I wonder there are so many things to learn for an embedded systems developer. This field is rapidly changing. What to learn to keep oneself up to date? Generally this industry is segmented into two portions. One the people who which design advanced DLD systems. These usually work on FPGA based SoC designing. Their tools and skills may include learning an IDE like that of Xilinx. The other guys usually used MCUs and microprocessors (like me). They write the firmware for these device and (usually) design the PCB as well. My focus is on the second type of people as this relates to me better.
Here are the things which I think, are necessary to learn:
- Hands on experience of at least two MCU families. One on the higher end and the other on the lower end. The higher end may be the ARM architecture. The low-end party should be the one which has tiny-miny MCUs like PIC or 8051 or may be AVR. There are times when you don’t need to use the horse power of ARM, so you need a small companion for that.
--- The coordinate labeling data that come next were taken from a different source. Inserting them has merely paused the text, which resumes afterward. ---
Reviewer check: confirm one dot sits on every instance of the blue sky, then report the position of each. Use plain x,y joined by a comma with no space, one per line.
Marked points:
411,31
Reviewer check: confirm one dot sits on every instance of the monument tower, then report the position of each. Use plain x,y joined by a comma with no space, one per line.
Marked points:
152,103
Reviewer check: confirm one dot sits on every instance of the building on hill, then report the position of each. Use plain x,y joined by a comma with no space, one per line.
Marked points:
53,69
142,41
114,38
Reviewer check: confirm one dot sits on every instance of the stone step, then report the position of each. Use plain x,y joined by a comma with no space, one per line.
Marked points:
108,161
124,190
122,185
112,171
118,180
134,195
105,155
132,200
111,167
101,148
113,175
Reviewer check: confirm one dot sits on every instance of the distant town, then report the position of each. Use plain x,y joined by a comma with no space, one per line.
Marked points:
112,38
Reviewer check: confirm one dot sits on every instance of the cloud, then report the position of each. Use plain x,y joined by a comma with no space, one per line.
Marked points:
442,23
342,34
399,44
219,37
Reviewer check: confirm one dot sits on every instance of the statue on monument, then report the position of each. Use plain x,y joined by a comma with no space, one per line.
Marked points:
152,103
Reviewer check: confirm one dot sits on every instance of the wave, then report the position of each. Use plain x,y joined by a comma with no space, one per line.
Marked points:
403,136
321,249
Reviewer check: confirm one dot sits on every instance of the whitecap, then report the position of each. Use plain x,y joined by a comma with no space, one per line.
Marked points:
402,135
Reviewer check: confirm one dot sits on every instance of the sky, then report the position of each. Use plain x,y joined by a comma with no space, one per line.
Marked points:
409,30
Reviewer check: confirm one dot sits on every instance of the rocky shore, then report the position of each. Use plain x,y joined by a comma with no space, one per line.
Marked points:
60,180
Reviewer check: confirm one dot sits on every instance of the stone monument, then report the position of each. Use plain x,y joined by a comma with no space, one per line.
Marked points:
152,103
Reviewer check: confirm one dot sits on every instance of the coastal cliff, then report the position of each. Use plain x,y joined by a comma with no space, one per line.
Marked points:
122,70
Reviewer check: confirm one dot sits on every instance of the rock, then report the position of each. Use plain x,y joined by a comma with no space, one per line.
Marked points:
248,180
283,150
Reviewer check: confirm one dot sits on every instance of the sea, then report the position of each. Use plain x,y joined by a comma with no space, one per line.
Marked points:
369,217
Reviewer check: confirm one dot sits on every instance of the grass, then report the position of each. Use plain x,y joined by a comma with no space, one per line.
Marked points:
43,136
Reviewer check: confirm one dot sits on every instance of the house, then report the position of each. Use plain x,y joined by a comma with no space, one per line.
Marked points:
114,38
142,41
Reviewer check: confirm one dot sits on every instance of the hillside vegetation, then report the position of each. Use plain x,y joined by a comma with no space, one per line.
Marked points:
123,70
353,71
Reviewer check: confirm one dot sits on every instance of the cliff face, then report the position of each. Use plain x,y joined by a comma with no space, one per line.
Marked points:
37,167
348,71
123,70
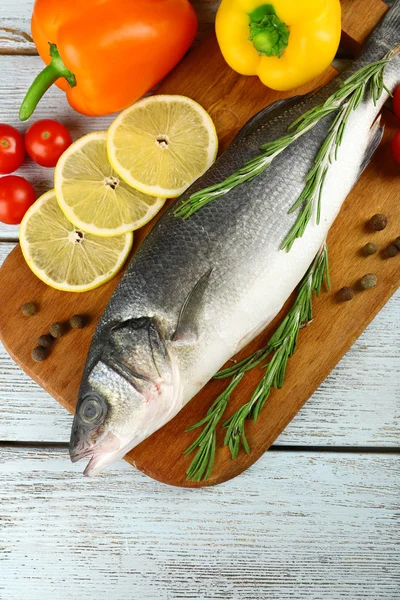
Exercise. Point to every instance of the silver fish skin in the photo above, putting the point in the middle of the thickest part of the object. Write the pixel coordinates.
(198, 290)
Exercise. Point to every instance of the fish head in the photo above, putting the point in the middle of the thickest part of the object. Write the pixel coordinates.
(127, 394)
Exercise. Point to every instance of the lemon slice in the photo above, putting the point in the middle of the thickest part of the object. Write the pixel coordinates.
(93, 197)
(161, 144)
(63, 256)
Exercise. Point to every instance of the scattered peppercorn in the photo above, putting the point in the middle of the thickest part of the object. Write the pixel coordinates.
(368, 281)
(78, 321)
(58, 329)
(390, 251)
(370, 248)
(45, 341)
(378, 222)
(39, 353)
(29, 309)
(345, 294)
- Good PCB design tool like Diptrace (please forgive if you don’t like it). The Altium designer is a complete design suit not just for a single developer but for a whole team to system design, PCB design, software development and mechanical assembly in a single unified tool. Some people still are in love with older tools like OrCAD. I just prefer Diptrace over OrCAD.
- At least 2 good RTOSs
- Embedded Linux. Well, you at least need to have know-how of Embedded MPUs like Cortex-M8/9. Linux seems to me, the future and it would be norm to use Linux in most of the designs.
The base board if often designed with maximum peripherals and IO options to be used in future applications. The common peripherals like Ethernet, USB, RS485; storage like flash, microSD and other options are populated. A common connector interface through headers is provided where the Processor board seats.